Machine getMachineByIface(String iface, payload: ProvisionDescriptor) {
    if (payload.getProvision() == null)
        return null;
    if (payload.getProvision().getMachineList() == null)
        return null;
    for (Machine machine: payload.getProvision().getMachineList()) {
        if (iface.equals(machine.getIface()))
            return machine;
    return null;

The amount of housekeeping grows with the size of the codebase and the number of developers in it as that forces you to adopt a more defensive approach. You can trust the references passed within a module as long as it is small enough to be in your head, but module boundaries tend to be littered with null checking.

This is also a very infectious disease as every nullable value that is passed, saved as attribute or used as parameter brings the nullability elsewhere.
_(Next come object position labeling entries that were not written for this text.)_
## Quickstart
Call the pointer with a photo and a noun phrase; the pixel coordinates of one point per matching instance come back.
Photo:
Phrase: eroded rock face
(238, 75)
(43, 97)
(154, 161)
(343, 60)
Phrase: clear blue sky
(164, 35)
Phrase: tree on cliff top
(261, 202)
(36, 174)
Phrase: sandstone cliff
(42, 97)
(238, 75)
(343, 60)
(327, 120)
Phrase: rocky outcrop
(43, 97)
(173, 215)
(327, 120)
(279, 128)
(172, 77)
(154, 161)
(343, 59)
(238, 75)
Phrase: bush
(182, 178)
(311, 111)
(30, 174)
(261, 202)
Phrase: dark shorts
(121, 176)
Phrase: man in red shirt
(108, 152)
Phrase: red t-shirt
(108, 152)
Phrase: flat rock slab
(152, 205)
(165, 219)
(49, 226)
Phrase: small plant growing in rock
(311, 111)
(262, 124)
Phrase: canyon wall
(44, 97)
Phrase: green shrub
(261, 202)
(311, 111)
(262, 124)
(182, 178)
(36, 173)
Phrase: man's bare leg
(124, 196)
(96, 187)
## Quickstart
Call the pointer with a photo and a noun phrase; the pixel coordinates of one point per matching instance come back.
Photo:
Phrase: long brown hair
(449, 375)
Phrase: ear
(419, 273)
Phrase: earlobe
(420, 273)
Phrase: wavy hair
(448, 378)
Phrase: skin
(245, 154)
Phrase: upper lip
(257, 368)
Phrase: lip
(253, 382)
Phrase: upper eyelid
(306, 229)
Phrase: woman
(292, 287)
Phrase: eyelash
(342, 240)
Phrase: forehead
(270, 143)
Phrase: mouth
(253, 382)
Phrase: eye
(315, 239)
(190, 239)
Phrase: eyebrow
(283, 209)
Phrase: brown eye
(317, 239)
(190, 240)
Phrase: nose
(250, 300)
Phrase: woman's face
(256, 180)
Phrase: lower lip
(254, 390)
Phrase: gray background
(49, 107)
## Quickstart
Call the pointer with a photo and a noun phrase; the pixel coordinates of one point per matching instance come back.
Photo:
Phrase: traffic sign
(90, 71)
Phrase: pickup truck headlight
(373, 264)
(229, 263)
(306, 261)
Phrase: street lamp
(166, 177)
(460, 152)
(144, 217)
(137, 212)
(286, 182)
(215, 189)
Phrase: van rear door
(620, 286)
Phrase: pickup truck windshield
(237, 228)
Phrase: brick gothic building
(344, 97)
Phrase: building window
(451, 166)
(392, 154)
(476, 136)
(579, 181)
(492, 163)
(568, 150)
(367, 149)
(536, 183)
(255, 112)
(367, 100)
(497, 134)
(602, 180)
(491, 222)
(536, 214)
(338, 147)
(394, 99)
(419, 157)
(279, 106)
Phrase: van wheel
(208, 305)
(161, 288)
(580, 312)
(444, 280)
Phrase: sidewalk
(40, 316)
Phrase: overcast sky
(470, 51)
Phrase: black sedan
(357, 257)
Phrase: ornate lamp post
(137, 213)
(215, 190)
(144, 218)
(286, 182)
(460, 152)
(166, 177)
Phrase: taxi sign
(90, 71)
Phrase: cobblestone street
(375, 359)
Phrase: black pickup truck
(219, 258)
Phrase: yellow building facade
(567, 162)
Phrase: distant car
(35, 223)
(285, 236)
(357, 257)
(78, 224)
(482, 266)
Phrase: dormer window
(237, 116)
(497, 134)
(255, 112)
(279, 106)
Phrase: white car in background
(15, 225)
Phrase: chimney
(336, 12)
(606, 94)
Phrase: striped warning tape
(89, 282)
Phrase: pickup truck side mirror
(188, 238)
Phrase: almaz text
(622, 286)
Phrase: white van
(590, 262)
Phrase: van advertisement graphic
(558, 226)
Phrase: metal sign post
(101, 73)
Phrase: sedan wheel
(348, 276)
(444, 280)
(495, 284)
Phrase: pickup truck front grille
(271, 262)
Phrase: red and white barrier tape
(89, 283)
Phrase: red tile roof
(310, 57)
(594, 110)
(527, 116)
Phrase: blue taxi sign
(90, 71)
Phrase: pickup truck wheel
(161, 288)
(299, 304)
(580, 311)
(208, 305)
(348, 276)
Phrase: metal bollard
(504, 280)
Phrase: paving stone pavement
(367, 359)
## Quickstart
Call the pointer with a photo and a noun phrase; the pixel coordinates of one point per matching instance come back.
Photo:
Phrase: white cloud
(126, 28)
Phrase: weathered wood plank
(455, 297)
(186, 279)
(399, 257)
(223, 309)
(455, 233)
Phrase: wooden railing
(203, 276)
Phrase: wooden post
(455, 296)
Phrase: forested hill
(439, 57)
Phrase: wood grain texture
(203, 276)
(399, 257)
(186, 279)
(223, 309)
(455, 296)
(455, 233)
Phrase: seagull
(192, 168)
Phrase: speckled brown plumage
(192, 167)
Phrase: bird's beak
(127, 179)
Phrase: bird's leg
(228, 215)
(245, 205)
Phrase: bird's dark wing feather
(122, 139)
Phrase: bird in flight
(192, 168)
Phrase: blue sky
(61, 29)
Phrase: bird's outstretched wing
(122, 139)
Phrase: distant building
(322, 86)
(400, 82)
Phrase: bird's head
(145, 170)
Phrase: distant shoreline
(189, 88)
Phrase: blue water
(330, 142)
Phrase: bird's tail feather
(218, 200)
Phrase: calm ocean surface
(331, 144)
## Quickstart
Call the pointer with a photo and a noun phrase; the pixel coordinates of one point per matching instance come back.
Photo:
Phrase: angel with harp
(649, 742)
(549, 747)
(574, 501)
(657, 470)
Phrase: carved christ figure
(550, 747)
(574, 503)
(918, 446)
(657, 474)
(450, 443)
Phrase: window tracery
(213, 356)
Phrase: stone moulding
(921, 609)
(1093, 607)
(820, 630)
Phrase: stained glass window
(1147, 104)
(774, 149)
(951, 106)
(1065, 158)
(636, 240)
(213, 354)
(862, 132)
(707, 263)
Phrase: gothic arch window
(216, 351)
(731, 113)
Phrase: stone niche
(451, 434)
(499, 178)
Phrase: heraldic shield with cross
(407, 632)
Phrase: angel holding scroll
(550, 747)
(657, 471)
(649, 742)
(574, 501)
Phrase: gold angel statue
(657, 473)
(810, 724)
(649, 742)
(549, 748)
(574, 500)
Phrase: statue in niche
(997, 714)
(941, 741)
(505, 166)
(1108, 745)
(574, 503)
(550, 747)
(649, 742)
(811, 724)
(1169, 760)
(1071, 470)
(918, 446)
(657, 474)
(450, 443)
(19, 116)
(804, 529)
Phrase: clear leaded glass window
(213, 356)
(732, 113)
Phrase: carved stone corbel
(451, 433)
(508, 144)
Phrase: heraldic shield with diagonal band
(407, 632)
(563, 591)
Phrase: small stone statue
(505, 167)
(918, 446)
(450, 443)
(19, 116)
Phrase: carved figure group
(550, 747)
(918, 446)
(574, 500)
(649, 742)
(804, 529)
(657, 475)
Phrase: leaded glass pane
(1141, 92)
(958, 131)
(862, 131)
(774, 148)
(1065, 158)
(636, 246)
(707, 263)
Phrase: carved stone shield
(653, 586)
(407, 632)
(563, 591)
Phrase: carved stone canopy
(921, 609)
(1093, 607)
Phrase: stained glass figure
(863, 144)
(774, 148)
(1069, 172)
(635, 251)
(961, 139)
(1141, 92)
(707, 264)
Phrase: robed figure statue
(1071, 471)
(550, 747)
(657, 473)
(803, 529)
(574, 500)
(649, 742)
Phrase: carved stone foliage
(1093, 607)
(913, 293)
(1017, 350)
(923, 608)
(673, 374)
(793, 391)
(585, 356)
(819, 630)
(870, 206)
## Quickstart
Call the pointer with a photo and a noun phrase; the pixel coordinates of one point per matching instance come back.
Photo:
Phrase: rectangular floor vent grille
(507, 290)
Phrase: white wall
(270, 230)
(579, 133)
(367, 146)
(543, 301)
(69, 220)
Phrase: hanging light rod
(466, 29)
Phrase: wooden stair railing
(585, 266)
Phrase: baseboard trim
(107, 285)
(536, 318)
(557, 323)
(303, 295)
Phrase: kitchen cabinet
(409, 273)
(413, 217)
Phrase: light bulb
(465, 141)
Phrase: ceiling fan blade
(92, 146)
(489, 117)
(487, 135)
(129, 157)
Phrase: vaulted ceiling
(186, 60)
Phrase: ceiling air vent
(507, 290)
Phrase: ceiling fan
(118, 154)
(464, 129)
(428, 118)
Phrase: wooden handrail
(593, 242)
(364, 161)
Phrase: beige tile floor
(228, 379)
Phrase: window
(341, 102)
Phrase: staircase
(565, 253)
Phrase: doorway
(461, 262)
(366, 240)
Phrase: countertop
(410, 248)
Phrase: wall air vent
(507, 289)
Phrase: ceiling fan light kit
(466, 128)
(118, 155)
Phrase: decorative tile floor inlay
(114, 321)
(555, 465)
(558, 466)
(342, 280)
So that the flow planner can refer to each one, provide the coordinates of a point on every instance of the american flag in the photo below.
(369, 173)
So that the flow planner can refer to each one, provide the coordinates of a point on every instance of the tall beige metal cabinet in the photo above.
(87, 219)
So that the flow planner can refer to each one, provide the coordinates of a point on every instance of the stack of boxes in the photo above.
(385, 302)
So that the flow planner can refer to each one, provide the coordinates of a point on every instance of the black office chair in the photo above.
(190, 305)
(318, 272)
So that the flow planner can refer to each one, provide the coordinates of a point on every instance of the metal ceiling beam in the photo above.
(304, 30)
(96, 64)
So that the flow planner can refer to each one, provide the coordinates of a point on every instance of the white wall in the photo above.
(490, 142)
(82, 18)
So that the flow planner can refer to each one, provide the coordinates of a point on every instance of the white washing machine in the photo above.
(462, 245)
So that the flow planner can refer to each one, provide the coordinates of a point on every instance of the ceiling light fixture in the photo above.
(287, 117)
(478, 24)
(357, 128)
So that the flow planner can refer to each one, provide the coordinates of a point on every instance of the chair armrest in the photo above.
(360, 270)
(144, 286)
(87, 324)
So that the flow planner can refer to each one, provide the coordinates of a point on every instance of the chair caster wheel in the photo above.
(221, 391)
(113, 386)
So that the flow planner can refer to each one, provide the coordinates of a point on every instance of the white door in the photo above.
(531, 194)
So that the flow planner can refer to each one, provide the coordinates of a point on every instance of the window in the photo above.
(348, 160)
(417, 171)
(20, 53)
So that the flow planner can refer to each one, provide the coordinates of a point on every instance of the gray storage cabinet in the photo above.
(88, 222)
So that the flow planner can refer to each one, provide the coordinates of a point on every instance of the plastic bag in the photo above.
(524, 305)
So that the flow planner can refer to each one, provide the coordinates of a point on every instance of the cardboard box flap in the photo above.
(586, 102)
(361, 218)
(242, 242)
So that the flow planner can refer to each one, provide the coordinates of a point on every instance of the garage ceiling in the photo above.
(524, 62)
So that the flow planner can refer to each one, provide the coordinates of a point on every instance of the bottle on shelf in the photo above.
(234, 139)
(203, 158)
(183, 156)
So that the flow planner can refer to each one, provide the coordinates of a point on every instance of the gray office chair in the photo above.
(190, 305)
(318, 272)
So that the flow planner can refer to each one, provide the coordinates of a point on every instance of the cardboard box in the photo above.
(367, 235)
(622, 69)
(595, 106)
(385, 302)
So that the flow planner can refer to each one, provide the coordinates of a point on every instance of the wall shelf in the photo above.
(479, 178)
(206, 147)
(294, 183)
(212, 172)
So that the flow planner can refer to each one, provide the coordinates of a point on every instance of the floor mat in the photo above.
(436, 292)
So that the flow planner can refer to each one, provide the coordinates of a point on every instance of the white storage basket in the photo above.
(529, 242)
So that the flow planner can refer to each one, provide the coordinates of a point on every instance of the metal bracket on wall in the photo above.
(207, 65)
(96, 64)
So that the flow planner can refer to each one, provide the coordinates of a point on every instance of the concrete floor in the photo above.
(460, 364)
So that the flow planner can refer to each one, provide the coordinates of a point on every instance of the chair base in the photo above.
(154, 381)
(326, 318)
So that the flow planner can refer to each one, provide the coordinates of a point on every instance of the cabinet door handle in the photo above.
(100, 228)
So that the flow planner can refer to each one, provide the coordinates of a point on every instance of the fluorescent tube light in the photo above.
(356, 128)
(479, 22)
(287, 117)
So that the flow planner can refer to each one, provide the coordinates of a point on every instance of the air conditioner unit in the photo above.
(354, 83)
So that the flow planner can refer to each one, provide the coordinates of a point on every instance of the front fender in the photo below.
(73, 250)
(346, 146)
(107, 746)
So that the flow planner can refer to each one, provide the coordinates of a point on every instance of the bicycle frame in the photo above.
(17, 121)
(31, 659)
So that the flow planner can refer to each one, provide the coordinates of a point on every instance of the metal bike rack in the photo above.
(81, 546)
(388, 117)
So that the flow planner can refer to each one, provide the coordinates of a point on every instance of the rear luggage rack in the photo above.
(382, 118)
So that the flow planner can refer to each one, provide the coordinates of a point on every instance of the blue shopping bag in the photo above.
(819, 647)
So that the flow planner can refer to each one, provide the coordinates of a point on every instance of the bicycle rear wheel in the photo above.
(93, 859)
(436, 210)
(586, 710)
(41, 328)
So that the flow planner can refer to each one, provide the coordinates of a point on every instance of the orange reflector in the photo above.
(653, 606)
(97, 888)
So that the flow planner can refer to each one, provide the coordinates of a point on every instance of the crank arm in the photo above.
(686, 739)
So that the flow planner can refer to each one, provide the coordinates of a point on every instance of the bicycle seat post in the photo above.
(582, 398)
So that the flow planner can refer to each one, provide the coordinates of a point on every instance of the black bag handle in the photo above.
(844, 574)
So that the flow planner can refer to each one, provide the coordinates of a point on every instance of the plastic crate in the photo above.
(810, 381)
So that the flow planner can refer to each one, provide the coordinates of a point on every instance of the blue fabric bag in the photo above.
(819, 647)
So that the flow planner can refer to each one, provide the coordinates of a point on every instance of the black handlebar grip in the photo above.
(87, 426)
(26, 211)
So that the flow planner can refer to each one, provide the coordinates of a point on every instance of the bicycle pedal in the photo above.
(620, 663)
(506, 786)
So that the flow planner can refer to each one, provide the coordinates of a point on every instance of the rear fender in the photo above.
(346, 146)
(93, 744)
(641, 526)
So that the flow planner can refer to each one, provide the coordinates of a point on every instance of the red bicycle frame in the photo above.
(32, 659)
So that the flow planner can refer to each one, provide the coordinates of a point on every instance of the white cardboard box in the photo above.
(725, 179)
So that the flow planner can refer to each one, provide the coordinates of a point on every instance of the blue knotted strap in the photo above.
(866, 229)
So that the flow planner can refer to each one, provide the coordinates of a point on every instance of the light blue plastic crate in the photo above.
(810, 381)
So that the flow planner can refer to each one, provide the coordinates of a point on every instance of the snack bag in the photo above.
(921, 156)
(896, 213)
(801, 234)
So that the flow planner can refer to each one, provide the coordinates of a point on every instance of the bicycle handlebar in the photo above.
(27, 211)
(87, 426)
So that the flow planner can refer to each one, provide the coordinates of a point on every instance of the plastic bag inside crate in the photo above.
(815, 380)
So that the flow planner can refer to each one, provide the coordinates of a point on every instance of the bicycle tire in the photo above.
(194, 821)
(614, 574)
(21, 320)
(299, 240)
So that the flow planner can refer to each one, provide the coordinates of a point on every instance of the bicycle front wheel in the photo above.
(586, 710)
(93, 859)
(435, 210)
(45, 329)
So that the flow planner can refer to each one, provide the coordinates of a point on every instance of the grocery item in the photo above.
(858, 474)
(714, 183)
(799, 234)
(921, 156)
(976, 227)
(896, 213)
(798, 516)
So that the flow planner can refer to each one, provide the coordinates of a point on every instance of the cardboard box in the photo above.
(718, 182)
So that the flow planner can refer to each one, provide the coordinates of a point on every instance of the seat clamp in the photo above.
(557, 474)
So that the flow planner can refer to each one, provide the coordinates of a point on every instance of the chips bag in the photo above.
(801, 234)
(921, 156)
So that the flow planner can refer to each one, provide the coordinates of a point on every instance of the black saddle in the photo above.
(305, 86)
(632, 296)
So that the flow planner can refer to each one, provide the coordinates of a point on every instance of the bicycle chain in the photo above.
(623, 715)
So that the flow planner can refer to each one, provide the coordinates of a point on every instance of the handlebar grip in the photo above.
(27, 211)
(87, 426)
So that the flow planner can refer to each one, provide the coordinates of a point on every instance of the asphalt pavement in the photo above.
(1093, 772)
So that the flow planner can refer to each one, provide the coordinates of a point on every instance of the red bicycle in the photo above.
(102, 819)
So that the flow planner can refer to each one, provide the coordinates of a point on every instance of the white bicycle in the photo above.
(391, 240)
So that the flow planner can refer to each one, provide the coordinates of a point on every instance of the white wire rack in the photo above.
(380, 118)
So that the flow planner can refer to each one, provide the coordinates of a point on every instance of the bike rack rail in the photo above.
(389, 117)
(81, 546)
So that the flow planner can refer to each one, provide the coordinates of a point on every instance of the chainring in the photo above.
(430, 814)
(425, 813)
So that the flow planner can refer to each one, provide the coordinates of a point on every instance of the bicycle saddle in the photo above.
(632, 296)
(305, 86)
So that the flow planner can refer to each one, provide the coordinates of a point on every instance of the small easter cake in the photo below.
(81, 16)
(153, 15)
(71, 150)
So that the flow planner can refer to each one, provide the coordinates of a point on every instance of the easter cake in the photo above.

It is difficult to put a number on the cost of the null pointer as Hoare did with his billion dollars of pain but we can use an approximate and inaccurate but informative approach: look at the percentage of conditionals spent in null checking in publicly available code. For this purpose, the low-hanging fruit is to take some of the most watched Java projects in Github and look for the null keyword on their conditionals.

The results of applying this fast and dirty script to 126 repositories2 shows that the average percent of null-checking conditionals or nullitis3 is 27% and it is distributed in a familiar Gaussian way.

Projects by nullitis
Number of projects by nullitis

That looks like a ton of accidental complexity4, you are supposed to be solving a problem instead of checking pointer references during a third of your time.

Nullitis versus LOC count
Nullitis vs LOC count

If we look at how this trend is distributed with respect to the size of the repository measured on lines of code we can see that the mean is more or less constant but the variance is very different for small and big projects (the statistical term is heteroscedasticity). My interpretation is that, in small projects you can cope with any amount of nullitis but, as the codebase grows, the forces of having the logic buried on null checks on one side and the need for defensive programming on the other prevent Java projects for having much more or much less than a 30% of nullitis.

We can conclude that Tony Hoare fall short on his mind-child damage estimate as the software industry has hundreds of billions of dollars nowadays and that we need to sharp our tools to avoid this trap.

Let’s see in the upcoming posts (oop) what techniques we have to cope with this problem.

Update: a colleague of mine has pointed out that the varying variance can be explained by the law of large numbers. If we assume finite variance and some sort of statistical independence on the type of every conditional line written (either a null-check or not) the averages will be closer and closer to the population mean.

  1. and he has a Turing award

  2. I tried to get 128 but one of them has no Java code and had download 

  3. Isn’t it great to made up words? 

  4. Fred Brooks introduced this concept in his No silver bullet article as the complexity on a program that is not required by the problem to solve. Analogously, essential complexity comes as part of the problem.